My husband is crazy about brownies, so I knew I wanted to make him some for Valentine’s Day. While searching for red velvet brownies, I kept finding recipes that used mixes. I’m not big on mixes because it forces me to buy something while I probably have all the ingredients to make them at home plus I like being exactly aware of how much fat, sodium and sugar I’m about to ingest or feed my family. So when I found this recipe I knew the search was over.
A word of warning, the chocolate swirl may be too intense for some people. I know it was for me. Next time I’ll probably use Nutella instead of semi-sweet chocolate.
These would be equally appropriate for Christmas, maybe using white chocolate for the swirling would make the squares look a bit like candy cane?
Note that I doubled the original recipe because I only have a 10-inch square pan, not a 8-inch one (plus from the pictures the brownies looked thin and I wanted thicker ones).
Red Velvet Brownie Bars
- 1 cup butter, melted
- 2 large egg
- 2 cups brown sugar, packed
- 2 tbsps vanilla
- heaping ½ cup cocoa powder, sifted
- 4 vials red food colouring
- 1 ½ cup all-purpose flour, sifted
- 1 cup semi-sweet chocolate chips, melted
- Preheat oven to 350°F . Butter and flour a 10-inch square baking pan.

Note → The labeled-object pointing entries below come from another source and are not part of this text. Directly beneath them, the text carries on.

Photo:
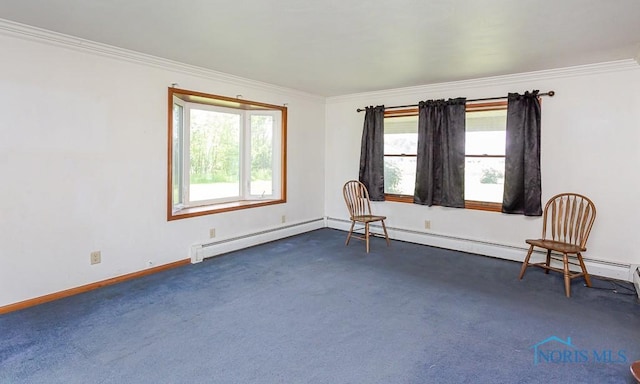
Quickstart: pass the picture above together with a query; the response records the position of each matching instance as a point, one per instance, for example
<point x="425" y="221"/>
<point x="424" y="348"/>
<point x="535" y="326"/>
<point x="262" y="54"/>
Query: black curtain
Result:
<point x="522" y="181"/>
<point x="372" y="153"/>
<point x="441" y="150"/>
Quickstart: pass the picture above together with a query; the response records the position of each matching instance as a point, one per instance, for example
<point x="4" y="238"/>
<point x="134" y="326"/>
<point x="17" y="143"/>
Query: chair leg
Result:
<point x="525" y="263"/>
<point x="366" y="230"/>
<point x="350" y="232"/>
<point x="546" y="270"/>
<point x="386" y="236"/>
<point x="567" y="278"/>
<point x="587" y="278"/>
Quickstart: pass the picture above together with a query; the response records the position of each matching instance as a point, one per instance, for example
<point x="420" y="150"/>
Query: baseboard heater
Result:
<point x="202" y="251"/>
<point x="509" y="252"/>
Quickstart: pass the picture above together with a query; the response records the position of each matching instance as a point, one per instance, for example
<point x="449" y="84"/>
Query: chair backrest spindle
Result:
<point x="356" y="197"/>
<point x="569" y="217"/>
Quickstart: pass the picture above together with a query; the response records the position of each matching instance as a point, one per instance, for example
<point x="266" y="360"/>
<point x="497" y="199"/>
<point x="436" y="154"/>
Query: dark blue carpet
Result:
<point x="307" y="309"/>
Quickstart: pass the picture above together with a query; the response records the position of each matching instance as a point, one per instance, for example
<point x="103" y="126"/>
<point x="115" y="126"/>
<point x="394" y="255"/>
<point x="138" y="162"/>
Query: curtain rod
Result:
<point x="550" y="94"/>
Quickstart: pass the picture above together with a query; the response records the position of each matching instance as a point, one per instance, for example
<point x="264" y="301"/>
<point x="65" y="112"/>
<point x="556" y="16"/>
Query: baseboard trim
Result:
<point x="89" y="287"/>
<point x="595" y="267"/>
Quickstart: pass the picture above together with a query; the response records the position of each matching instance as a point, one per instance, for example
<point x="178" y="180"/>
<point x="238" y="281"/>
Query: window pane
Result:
<point x="261" y="155"/>
<point x="176" y="161"/>
<point x="399" y="175"/>
<point x="401" y="135"/>
<point x="484" y="179"/>
<point x="214" y="155"/>
<point x="485" y="132"/>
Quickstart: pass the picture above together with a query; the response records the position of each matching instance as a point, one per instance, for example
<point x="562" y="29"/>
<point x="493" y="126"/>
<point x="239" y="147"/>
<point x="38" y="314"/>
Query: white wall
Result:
<point x="83" y="157"/>
<point x="590" y="145"/>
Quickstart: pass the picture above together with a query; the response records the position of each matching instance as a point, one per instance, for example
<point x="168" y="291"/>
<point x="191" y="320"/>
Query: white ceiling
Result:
<point x="338" y="47"/>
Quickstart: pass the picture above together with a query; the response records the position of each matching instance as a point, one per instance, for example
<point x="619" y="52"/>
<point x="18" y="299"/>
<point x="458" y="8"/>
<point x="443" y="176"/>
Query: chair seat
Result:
<point x="557" y="246"/>
<point x="368" y="218"/>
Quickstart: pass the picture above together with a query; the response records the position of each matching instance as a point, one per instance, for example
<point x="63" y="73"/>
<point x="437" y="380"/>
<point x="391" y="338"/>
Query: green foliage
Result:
<point x="490" y="176"/>
<point x="391" y="178"/>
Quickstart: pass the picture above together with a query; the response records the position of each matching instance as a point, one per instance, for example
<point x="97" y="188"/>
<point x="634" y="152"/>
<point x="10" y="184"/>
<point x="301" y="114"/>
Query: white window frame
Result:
<point x="189" y="100"/>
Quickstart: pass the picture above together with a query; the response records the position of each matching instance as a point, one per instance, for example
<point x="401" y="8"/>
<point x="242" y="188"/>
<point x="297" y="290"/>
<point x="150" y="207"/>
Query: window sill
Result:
<point x="468" y="204"/>
<point x="219" y="208"/>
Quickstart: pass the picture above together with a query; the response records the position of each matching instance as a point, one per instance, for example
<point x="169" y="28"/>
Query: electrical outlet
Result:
<point x="96" y="257"/>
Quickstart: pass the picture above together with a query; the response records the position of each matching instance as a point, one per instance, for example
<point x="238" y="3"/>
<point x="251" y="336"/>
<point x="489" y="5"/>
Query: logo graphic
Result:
<point x="554" y="350"/>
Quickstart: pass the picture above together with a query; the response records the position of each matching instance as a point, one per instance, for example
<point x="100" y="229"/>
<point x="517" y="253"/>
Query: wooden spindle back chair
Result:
<point x="567" y="222"/>
<point x="356" y="197"/>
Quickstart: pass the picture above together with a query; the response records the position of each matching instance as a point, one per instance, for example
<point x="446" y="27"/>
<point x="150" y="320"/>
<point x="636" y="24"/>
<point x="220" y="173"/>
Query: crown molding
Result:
<point x="27" y="32"/>
<point x="580" y="70"/>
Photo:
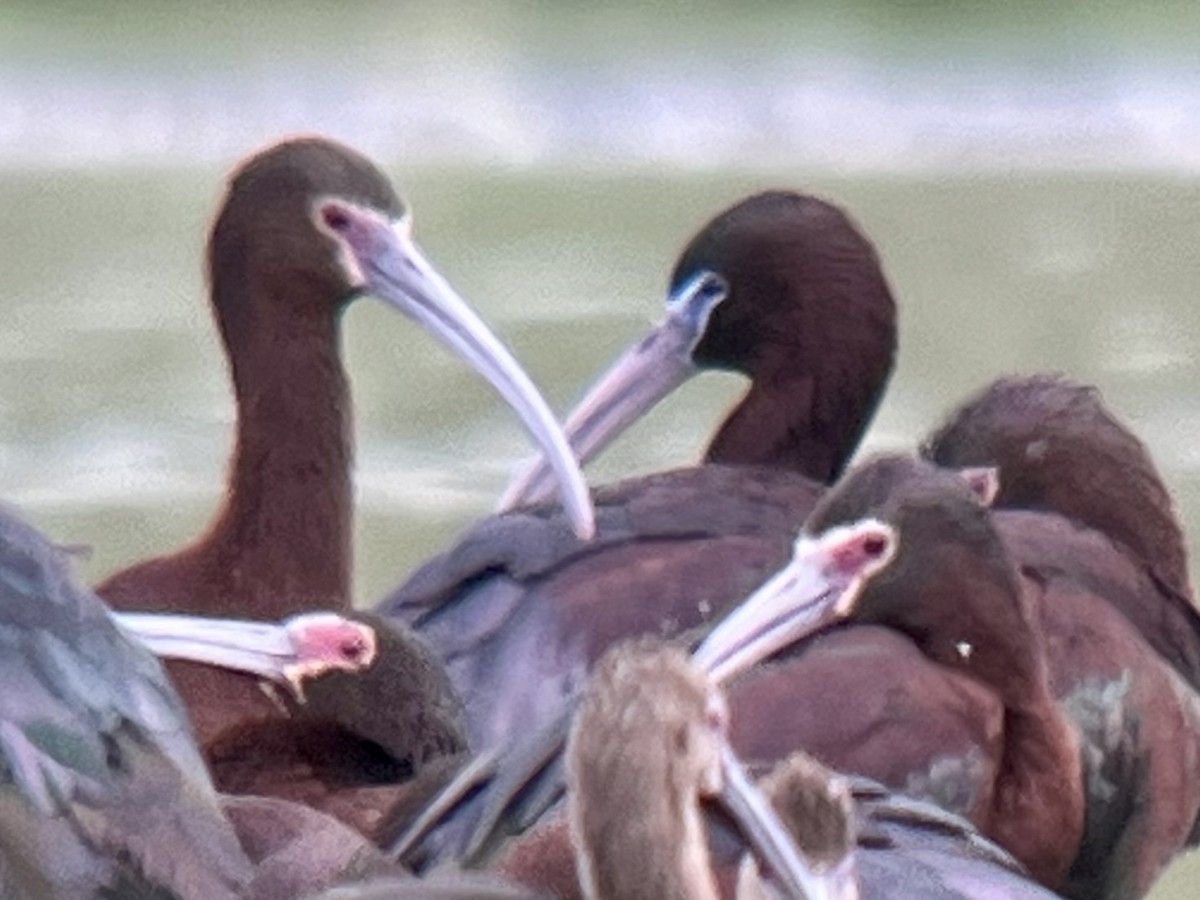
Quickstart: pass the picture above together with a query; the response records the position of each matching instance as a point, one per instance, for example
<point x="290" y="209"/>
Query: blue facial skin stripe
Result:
<point x="696" y="298"/>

- Melt the butter in a microwave for about 60 seconds. Cool for a few minutes.
- In a large bowl, mix the eggs, brown sugar and vanilla, and whisk-in the tempered butter until smooth.
- Add the sifted cocoa and continue to whisk until smooth. Incorporate the red colouring. Add the sifted flour and stir until just combined.

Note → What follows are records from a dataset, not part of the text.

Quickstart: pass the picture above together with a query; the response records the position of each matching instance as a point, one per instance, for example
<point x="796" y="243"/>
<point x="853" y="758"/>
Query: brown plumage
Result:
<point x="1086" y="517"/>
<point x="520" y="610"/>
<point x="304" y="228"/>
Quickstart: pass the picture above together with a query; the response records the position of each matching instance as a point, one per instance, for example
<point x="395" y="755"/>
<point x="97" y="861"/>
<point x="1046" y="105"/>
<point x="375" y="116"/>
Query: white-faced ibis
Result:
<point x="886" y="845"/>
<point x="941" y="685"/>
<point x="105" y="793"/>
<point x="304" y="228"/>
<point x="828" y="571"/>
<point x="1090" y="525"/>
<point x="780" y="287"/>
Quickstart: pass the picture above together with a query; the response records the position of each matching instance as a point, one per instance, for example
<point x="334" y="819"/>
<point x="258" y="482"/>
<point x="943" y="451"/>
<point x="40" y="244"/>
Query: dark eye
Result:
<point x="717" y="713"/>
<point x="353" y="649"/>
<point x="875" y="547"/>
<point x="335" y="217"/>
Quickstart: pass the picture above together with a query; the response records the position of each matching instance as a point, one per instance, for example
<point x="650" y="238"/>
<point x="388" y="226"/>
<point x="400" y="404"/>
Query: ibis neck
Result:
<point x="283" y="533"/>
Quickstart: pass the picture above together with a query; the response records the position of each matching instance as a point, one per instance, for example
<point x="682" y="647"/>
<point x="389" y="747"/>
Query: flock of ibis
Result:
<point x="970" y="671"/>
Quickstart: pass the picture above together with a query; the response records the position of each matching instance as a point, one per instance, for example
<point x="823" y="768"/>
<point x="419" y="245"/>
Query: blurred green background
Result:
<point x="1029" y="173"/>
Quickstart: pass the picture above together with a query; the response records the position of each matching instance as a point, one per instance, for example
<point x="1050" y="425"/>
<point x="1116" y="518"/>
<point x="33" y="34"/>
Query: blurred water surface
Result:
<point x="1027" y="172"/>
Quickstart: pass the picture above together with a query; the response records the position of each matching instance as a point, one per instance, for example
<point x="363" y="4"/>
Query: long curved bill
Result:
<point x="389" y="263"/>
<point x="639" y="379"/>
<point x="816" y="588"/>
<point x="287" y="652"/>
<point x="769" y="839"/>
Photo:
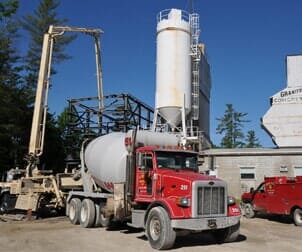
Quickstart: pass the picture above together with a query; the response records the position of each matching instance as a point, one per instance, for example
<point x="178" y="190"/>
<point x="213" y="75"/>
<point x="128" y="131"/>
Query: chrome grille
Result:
<point x="211" y="200"/>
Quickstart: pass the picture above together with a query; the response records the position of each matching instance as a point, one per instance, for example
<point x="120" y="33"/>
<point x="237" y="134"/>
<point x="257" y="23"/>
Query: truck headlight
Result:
<point x="231" y="201"/>
<point x="183" y="201"/>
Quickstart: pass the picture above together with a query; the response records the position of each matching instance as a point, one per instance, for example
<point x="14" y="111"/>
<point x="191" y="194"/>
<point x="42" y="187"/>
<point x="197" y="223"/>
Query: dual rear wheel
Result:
<point x="87" y="213"/>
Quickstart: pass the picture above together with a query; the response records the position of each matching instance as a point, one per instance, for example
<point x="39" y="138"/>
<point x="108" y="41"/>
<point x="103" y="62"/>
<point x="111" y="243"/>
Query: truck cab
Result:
<point x="275" y="195"/>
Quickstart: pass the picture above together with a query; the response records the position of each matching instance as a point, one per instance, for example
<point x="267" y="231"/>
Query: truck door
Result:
<point x="144" y="178"/>
<point x="260" y="199"/>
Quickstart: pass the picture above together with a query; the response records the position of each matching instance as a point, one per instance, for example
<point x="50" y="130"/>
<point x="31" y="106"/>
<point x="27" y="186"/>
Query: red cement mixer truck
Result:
<point x="145" y="179"/>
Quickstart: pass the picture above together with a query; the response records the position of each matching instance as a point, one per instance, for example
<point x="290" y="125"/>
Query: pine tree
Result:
<point x="231" y="126"/>
<point x="251" y="140"/>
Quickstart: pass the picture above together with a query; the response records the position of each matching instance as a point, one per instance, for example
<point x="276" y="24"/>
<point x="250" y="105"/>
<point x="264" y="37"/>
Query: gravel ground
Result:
<point x="57" y="234"/>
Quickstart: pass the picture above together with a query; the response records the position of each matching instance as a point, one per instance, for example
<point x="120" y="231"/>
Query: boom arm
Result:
<point x="36" y="143"/>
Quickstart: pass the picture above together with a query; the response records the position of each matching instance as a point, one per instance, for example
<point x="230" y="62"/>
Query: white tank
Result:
<point x="173" y="65"/>
<point x="106" y="156"/>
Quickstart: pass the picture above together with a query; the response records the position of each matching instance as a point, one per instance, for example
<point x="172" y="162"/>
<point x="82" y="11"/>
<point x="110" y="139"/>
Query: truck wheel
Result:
<point x="248" y="210"/>
<point x="100" y="219"/>
<point x="4" y="203"/>
<point x="229" y="234"/>
<point x="297" y="216"/>
<point x="87" y="216"/>
<point x="74" y="210"/>
<point x="158" y="229"/>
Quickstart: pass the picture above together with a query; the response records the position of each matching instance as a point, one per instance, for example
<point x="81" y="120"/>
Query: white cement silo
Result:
<point x="173" y="66"/>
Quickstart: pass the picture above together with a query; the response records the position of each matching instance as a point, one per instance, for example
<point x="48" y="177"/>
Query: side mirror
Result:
<point x="140" y="161"/>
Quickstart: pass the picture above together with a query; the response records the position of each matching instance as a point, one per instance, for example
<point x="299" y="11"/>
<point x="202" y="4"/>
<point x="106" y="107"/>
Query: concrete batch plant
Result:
<point x="246" y="167"/>
<point x="182" y="104"/>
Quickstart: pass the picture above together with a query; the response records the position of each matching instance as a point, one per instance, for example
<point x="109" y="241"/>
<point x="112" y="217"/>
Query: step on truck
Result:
<point x="275" y="195"/>
<point x="147" y="180"/>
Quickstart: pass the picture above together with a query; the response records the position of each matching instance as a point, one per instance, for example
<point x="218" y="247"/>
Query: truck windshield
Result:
<point x="176" y="160"/>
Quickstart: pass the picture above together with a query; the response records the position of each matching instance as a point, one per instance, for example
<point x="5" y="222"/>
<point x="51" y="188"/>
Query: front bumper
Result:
<point x="199" y="224"/>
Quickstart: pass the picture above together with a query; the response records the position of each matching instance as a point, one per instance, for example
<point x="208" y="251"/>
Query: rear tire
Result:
<point x="249" y="211"/>
<point x="297" y="216"/>
<point x="100" y="219"/>
<point x="87" y="214"/>
<point x="158" y="229"/>
<point x="74" y="210"/>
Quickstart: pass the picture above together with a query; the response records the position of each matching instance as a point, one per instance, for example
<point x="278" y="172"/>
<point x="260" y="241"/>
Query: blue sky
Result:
<point x="246" y="42"/>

- Pour the thick batter into prepared pan, smoothing the top with a spatula.
- Melt the chocolate in a microwave, about 1 minute. Stop to check and stir. Heat in 10-second bursts until chocolate can be stirred smooth. Cool for a minute or two. Transfer the chocolate to a piping bag or zipper bag, cut the tip to make a 1cm hole.
- To create the pattern shown, pipe chocolate over batter in 5 wide, evenly spaced, parallel lines, each spanning the length of the pan. Rotate pan 90-degrees. With a chopstick or knife, starting at the top of the pan, “draw” 5 evenly spaced lines through the chocolate. You’re dragging the toothpick perpendicularly through the first set of lines to create the swirling.
- Bake for about 25 minutes, or until a toothpick inserted in the center comes out with a few moist crumbs. Allow bars to cool in pan for at least an hour (ideally overnight for the chocolate to set) before slicing and serving.